Dovish BoE and poor US retail sales boost the Pound

  • CNY Industrial Production
  • EUR Prelim GDP
  • GBP Avg Earnings
  • GBP Claimant Count Change
  • GBP Carney Speaks
  • BoE Inflation Report
  • USD Core Retail Sales
  • USD Retail Sales

Yesterday’s docket was dominated by the UK economy and the Bank of England as a raft of key labour data hit the wires and Mark Carney’s quarterly inflation report was released.

Firstly, labour data from the UK impressed economists’ with the unemployment rate decreasing to 5.5% and average earnings exceeding the consensus and rising to 1.9%. Sterling appreciated after this news as expectations on an earlier than forecast interest rate rise increased.

The Bank of England inflation report followed shortly after. The tone from BoE Governor Carney was slightly dovish, leading the Pound to retrace its early morning gains. The BoE cut its forecasts for economic growth over the next three years and cautiously backed bets in financial markets that it will only start to raise interest rates in around a years’ time. The BoE now forecast growth this year of 2.5% which has been revised lower from the previous 2.9% projection in February.
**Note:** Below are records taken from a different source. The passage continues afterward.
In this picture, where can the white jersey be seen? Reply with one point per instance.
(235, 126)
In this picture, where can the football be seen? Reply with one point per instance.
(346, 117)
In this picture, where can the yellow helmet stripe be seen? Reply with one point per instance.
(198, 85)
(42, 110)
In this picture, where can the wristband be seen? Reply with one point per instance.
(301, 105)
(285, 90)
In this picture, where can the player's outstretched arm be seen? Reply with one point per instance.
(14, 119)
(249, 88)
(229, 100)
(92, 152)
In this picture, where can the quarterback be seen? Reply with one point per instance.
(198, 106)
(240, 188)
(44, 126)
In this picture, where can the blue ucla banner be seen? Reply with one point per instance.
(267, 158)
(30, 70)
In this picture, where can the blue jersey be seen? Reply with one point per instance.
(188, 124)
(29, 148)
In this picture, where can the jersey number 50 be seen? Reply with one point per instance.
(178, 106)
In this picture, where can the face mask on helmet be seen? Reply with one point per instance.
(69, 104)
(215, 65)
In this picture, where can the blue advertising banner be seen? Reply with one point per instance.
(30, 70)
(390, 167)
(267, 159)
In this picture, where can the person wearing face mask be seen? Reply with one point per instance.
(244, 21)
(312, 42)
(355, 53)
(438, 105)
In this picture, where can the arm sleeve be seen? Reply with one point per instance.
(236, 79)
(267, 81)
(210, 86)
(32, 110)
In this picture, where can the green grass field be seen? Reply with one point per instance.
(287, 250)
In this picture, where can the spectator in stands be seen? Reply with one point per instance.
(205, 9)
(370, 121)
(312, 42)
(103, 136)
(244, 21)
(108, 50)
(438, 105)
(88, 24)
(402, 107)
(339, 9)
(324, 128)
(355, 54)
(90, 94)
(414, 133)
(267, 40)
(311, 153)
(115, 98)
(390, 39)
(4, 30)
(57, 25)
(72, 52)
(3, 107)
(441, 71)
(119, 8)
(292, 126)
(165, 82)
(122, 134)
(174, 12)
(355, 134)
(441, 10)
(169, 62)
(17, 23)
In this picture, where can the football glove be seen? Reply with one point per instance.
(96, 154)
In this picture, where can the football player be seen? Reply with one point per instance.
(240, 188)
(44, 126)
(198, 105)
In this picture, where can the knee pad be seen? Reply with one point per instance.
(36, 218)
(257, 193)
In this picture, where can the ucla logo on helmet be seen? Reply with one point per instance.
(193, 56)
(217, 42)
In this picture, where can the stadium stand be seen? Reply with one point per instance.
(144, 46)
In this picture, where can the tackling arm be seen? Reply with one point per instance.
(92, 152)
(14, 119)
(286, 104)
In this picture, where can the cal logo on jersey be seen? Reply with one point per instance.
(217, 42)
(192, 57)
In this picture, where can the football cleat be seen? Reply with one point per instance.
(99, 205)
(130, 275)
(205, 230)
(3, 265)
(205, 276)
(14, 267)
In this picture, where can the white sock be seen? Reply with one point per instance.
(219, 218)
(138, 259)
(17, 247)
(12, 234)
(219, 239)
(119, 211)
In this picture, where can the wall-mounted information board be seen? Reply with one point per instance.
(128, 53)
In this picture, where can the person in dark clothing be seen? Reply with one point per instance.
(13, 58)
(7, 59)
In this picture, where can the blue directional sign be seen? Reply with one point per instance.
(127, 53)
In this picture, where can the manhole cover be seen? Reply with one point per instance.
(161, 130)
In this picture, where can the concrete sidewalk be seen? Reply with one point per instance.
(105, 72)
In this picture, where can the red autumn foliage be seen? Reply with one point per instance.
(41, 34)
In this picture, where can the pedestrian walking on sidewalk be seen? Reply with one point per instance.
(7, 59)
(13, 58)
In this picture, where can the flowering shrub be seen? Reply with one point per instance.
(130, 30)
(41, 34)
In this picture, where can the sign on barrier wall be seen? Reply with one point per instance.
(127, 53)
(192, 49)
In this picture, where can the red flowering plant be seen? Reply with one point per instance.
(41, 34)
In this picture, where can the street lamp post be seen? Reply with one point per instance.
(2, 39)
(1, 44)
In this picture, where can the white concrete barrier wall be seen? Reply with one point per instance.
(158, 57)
US retail sales failed to meet market expectations yesterday afternoon, posting a bearish 0%. Instead of spending the increase from lower oil prices and rising employment, households continue to save. The poor reading casts doubts on how soon the Federal Reserve policy makers will be able to raise interest rates. The Fed have stated that they need to be convinced that growth is gaining momentum before risking an increase in their main benchmark rate and with the tertiary sector (which accounts for roughly 70% of US growth) struggling, this could further delay that decision.

  • USD Unemployment claims
  • EUR Draghi speaks

Today’s docket is relatively light in terms of data. US unemployment claims are released this afternoon and are forecast to increase on last week’s bullish 265k. US PPI is also due to worsen on the previous reading. Finally, the Eurozone powerhouse Germany takes a day off in observance of Ascension day.